Because of our experience with real-time stereoscopic 3D video combined with smartglasses (solution for DEME), we knew such a solution could suit IKEA as well. By attaching a 3D camera to the fork of the reach truck, and streaming a 3D video to the smartglasses, we would be able to bring the eyes of the reach truck driver at the same height of the fork – no matter the altitude.

The HoloLens is the best fit for this solution, as it allows for pin sharp stereoscopic projection of the 3D camera image. This is very important as the operator requires an accurate sense of depth in order to control the reach truck. Besides that, it is essential for the reach truck driver to still see his real environment as he’s driving around the warehouse or simply moving forward or backward just a little bit. As the HoloLens is an augmented reality device that adds virtual information on top of the real world, the device can be safely used in a warehouse environment.

To stream the video from the 3D camera to the HoloLens, we needed two things: (1) a steady network connection and (2) a micro-computer broadcasting the video. This is not only necessary to stream the video to the HoloLens, but also to achieve low latency. This is the time between the camera that records the 2 videos (left eye and right eye), and the moment it is visualized in full HD in the HoloLens.

The idea is simple, but the implementation requires some further explanation. We installed the Jetson micro-computer into the mast of the reach truck. The Jetson is a full Linux computer and is responsible for streaming the video from the 3D camera to the HoloLens. To stream the video from the Jetson to the HoloLens, we plugged in two Wi-Fi antennas via USB and set those up to act as Wi-Fi hotspots. The HoloLens is connected to that Wi-Fi network, allowing it to communicate with the Jetson and thus receiving a video stream. The benefit of this Wi-Fi network is that it moves along with the reach truck, wherever it goes.

On the other hand, the Jetson is also connected to the Wi-Fi network of the warehouse, and in consequence also to the internet. Because of our set-up described above, this internet connection can in return be passed through to the HoloLens. Even though the HoloLens application works without internet connectivity, we added this functionality for sending important data to the cloud. For instance, employees logging into their Microsoft account. In the future, the Jetson can also be used for computer vision interpretation of the video stream.

Thanks to this approach, we were able to get a latency between 100 and 130 milliseconds – which is extremely fast!

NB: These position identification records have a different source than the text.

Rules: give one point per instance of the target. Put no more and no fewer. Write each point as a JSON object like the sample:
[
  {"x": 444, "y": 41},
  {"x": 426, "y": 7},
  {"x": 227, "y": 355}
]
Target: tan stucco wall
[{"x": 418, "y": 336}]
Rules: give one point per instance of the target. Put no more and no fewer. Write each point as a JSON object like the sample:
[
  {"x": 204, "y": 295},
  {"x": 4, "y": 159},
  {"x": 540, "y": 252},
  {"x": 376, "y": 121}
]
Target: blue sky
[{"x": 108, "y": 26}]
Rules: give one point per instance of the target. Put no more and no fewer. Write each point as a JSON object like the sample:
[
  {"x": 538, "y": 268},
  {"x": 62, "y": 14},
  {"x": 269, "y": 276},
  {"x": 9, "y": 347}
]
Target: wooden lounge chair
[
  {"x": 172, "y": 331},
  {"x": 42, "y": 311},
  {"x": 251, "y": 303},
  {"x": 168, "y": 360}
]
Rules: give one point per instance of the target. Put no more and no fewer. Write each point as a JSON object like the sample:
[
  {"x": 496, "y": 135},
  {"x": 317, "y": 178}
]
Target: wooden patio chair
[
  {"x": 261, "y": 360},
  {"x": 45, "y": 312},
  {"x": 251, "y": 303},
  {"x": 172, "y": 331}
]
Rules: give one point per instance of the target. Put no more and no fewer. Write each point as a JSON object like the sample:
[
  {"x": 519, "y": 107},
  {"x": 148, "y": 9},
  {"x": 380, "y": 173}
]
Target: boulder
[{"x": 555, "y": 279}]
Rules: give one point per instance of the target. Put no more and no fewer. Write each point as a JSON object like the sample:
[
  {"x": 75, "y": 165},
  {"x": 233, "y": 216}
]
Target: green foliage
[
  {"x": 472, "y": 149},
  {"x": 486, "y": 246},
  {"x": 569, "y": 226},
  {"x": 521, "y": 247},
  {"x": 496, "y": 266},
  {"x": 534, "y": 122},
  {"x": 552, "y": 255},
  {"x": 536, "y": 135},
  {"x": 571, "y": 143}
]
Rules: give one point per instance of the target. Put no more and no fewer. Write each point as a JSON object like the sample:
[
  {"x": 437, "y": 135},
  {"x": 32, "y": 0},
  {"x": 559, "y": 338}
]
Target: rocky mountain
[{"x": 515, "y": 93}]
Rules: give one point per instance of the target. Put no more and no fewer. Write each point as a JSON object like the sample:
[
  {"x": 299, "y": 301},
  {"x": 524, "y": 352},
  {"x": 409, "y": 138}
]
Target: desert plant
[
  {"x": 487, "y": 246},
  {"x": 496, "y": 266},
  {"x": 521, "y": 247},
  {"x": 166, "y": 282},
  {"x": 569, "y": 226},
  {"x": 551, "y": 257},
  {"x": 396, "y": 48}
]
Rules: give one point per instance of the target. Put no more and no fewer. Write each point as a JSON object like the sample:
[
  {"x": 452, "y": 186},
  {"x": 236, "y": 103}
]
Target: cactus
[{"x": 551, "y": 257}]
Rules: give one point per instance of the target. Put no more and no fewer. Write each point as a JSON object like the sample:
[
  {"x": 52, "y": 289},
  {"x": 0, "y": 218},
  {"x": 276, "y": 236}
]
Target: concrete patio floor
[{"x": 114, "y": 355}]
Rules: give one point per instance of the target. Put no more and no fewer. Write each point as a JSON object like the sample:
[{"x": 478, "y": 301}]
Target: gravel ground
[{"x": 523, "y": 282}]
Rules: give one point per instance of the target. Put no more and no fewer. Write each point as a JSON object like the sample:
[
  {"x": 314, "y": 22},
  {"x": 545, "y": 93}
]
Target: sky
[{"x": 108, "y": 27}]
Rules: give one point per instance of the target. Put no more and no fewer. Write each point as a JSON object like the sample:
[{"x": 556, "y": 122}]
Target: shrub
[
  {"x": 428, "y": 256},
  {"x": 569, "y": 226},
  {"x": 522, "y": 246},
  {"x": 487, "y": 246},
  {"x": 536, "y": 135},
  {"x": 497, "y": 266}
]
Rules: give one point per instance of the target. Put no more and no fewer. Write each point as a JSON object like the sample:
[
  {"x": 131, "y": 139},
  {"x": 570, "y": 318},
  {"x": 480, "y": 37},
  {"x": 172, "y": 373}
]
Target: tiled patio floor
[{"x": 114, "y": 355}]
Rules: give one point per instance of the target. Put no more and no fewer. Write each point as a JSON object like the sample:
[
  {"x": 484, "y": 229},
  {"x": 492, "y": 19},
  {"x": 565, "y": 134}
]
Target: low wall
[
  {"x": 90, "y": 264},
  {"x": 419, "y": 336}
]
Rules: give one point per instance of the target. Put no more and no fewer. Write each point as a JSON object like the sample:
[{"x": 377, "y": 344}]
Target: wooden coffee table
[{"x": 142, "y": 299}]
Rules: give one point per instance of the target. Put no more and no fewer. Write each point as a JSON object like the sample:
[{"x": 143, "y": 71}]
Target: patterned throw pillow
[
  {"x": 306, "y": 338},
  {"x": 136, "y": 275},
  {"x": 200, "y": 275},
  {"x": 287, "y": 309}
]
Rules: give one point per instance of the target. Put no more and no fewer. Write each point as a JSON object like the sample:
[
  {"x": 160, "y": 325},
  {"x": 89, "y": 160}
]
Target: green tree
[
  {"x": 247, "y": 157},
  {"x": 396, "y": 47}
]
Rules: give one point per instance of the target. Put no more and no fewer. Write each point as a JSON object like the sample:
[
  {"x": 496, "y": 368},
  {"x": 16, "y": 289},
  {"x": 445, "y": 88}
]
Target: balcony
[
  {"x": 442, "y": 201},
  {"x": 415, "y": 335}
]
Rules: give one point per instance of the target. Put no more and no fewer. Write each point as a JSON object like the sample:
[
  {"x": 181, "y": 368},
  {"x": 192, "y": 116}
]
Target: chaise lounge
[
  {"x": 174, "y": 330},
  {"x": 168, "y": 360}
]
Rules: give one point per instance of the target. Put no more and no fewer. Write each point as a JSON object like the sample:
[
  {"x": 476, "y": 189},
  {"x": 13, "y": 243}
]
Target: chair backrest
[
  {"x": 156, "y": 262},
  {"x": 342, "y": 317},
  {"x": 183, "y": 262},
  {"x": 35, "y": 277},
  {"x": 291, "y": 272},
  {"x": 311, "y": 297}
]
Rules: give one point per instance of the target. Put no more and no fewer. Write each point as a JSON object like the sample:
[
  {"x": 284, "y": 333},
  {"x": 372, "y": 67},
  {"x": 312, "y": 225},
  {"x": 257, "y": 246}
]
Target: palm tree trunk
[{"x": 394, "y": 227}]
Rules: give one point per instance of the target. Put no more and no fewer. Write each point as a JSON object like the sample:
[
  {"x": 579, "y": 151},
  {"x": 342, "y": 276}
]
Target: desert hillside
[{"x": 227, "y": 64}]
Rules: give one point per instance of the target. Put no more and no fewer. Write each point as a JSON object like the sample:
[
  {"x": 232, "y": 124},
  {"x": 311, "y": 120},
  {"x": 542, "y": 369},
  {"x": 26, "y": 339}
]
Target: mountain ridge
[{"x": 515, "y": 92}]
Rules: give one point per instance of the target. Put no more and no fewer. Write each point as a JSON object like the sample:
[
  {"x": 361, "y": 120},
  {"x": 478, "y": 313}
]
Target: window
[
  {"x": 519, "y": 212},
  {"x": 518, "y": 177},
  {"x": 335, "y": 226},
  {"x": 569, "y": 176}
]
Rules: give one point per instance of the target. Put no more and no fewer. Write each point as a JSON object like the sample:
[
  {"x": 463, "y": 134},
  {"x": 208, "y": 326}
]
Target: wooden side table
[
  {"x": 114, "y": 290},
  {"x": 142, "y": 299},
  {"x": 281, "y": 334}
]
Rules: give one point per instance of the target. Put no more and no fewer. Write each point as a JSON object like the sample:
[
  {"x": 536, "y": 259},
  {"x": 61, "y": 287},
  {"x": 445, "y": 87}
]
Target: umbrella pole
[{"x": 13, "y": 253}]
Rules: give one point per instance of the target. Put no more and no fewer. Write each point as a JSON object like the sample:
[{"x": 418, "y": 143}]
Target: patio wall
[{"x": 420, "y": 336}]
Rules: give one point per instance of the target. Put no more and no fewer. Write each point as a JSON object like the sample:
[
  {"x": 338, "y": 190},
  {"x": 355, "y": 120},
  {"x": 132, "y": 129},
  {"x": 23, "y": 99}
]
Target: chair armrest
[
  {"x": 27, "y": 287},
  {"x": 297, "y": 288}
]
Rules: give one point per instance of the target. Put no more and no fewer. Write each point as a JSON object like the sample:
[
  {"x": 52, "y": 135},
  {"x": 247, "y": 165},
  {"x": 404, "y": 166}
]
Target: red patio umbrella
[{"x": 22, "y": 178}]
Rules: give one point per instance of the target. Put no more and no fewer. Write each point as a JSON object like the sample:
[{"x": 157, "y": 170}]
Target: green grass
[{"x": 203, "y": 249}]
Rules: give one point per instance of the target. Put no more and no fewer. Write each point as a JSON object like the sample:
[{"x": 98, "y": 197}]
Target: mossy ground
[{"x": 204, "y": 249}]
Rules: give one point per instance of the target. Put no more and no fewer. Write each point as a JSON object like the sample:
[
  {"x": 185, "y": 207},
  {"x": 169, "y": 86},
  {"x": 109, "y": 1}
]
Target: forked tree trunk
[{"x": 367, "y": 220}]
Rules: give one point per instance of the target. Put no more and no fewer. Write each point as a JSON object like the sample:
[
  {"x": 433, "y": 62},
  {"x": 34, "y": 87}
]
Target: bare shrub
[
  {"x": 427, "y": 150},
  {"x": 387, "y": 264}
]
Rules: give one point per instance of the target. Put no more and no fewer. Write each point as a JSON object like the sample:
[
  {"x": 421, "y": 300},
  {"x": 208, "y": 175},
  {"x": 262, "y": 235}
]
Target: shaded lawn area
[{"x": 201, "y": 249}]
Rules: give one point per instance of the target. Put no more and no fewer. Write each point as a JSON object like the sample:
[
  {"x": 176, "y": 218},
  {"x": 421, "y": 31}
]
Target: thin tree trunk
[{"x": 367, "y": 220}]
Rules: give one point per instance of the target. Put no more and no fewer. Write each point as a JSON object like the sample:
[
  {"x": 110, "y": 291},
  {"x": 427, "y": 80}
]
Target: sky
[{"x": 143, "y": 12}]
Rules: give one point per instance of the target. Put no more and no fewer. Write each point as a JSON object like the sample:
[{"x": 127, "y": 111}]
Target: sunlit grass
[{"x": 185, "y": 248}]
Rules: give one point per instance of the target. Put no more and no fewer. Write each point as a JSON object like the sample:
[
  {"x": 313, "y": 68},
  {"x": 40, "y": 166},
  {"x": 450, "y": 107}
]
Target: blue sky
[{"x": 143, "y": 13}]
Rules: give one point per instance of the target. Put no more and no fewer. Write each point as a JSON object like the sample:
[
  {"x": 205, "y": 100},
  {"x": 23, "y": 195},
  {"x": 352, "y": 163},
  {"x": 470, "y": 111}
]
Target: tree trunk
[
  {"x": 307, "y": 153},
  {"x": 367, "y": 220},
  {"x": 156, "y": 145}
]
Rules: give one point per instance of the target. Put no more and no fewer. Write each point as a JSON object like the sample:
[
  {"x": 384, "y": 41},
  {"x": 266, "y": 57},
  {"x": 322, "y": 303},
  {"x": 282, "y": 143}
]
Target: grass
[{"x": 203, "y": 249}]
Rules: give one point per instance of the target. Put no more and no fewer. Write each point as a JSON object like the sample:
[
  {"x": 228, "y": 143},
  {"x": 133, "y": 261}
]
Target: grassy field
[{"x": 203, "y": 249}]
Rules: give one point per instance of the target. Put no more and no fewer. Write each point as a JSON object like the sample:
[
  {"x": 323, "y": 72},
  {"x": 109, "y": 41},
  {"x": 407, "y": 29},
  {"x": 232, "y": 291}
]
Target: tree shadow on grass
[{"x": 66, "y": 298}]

To give you an idea:

Perception of real-time: 400 milliseconds
Ultra-low latency: 200 milliseconds
IKEA solution latency: 100 – 130 milliseconds

In phase 2 of this project, we will exploit the stereoscopic vision of the 3D camera and the HoloLens. By means of AI and Computer Vision, we will support the reach truck drivers with – well… let’s call it “parking sensors”. When picking furniture or pallets out of the rack, we will provide the reach truck drivers with extra visual assistance such as a green overlay when the alignment is correct, and real-time distance measuring from the fork to the rack.

Our approach

Partnerships were made

An inspiration workshop with both C-level management and reach truck drivers was the start of this project. From day one, the needs and vision of IKEA’s reach truck drivers was of high importance. After all, they are the ones using the application in the end.

Throughout the process of analyzing and developing the solution, we could always rely on a task force created by IKEA. They gave us the input we needed to create the best possible solution for them, with a strong focus on human centric design.

This project wasn’t only a collaboration with IKEA, but it also became a partnership with Toyota. As part of the think phase, we contacted Toyota to define not only the software solution, but also the hardware solution. Parallel to our wireless solution, we also developed a wired solution. To make the solution as clean as possible, we decided to retrofit the reach truck (meaning make some small adjustments to the truck) in order to include the cables into the pulley system of the reach truck. To test the HoloLens app in a first phase, we will use our wireless solution.